= Thomas Johnson (botany teacher) =

English botanist (1863–1954)

Thomas Johnson (27 February 1863 - 9 September 1954) was an English botanist and academic renowned as an expert and cataloguer of the world's algae, fungi, and fossil plants.

==Biography==
Johnson was born in Barton-upon-Humber, Lincolnshire, in 1863. He attended Elmfield College in Heworth, York and, after additional study, received an appointment in 1890 as Professor of Botany at Ireland's largest institution of higher learning, Catholic University of Ireland which, in 1909, became University College Dublin. In his 36-year tenure in the post he instructed generations of future botanists and other scientists, oversaw the expansion of the National Herbarium and was instrumental in the founding of the first seed testing station for Britain and Ireland. He also supervised and conducted research on economic botany, served on committees charged with advancing scientific learning in Ireland and was a pioneer in the study of phytopathology, the scientific study of plant diseases.
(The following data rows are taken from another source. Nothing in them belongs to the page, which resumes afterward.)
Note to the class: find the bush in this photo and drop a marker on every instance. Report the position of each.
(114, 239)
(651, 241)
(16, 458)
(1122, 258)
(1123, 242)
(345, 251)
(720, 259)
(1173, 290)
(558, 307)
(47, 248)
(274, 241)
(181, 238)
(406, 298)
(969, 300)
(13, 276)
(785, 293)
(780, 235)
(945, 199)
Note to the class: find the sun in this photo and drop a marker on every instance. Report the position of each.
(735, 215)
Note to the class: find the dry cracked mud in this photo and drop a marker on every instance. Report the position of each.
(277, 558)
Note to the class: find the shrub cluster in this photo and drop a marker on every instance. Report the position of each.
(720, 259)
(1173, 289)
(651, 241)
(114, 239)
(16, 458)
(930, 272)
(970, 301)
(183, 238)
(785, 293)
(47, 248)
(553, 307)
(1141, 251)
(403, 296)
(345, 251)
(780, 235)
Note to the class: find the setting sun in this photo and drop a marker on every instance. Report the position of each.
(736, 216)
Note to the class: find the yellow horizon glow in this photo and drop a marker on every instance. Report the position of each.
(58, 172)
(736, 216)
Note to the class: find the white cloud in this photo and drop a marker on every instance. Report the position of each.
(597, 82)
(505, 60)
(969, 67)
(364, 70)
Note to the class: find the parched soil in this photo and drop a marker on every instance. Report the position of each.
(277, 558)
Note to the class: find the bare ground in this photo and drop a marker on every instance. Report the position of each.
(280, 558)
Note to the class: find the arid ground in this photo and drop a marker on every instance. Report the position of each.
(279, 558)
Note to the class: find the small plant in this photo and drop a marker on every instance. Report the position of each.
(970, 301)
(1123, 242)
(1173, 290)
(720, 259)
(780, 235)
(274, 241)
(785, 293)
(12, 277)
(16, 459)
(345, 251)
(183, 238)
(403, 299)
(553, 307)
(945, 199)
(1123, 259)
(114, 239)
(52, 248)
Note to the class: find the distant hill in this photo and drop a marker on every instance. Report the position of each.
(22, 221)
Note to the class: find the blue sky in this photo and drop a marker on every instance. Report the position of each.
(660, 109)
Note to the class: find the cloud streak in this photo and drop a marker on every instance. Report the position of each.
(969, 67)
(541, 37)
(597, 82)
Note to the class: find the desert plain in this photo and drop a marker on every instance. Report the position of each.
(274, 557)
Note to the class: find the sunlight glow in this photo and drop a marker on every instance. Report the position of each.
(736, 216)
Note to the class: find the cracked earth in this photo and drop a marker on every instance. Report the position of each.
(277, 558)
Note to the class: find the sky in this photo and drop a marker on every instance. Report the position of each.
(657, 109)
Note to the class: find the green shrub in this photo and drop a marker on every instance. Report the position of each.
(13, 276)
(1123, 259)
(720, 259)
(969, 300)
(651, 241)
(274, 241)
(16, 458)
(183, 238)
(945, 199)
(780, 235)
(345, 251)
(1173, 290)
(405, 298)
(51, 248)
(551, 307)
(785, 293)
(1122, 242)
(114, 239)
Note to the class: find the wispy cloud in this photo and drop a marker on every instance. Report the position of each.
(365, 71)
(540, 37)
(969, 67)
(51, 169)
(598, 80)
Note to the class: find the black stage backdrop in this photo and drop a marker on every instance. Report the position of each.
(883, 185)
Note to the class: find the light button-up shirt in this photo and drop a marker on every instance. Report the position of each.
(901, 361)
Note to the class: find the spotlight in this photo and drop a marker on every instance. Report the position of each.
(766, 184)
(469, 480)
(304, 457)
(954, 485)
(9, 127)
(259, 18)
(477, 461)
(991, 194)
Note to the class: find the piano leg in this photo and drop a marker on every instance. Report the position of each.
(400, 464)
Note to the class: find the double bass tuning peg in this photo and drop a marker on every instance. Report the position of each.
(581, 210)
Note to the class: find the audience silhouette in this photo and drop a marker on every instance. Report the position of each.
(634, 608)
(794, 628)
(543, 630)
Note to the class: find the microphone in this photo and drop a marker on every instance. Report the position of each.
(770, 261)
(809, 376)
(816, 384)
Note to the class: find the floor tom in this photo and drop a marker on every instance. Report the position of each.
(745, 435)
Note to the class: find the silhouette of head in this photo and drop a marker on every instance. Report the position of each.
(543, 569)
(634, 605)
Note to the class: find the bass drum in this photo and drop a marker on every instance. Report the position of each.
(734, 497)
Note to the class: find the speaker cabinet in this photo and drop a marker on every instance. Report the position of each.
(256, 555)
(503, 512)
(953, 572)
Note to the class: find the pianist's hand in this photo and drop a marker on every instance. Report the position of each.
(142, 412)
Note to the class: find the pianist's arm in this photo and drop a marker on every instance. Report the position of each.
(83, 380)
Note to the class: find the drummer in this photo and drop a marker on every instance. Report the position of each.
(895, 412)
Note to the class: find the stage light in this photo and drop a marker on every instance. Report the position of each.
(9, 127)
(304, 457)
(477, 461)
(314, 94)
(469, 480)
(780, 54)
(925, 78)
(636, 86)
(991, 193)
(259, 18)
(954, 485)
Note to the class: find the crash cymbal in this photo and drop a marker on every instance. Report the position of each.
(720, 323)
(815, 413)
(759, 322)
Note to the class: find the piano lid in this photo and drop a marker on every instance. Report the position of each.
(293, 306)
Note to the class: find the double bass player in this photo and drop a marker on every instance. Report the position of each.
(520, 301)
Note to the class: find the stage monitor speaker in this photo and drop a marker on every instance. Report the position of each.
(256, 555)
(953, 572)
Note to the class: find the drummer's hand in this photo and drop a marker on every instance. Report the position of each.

He served as vice president of the Royal Irish Academy. He was made a Fellow of the Linnean Society of London in 1890.

In 1902, Matilda Cullen Knowles was appointed a temporary assistant in the then Botanical Section of the National Science and Art Museum. She worked closely with Johnson to continue the development of the Herbarium collection. She also co-authored with him the Hand List of Irish Flowering Plants and Ferns (1910).

Johnson retired in 1923, allowing Knowles to take over curatorship, despite 'Assistant Keeper' being her job title.

==Personal life==
Johnson married Bessie Stratton Rowe, daughter of Rev. W. Rowe of Toronto. They had two sons, Lt. Col. Reginald Johnson RAMC (1888–1941) and Capt. Thomas William Gerald Johnson (1893–1976), and a daughter, Thirza Mary Patricia Johnson (1894–1955). His eldest son was a physician with the Royal Army Medical Corps and was killed in action in the Second World War, while his younger son was awarded the Military Cross during the First World War for bravery during the Gallipoli Campaign while serving with the 5th (Service) battalion of the Connaught Rangers.

Thomas Johnson died in 1954 in Dublin, and was interred at Deans Grange Cemetery.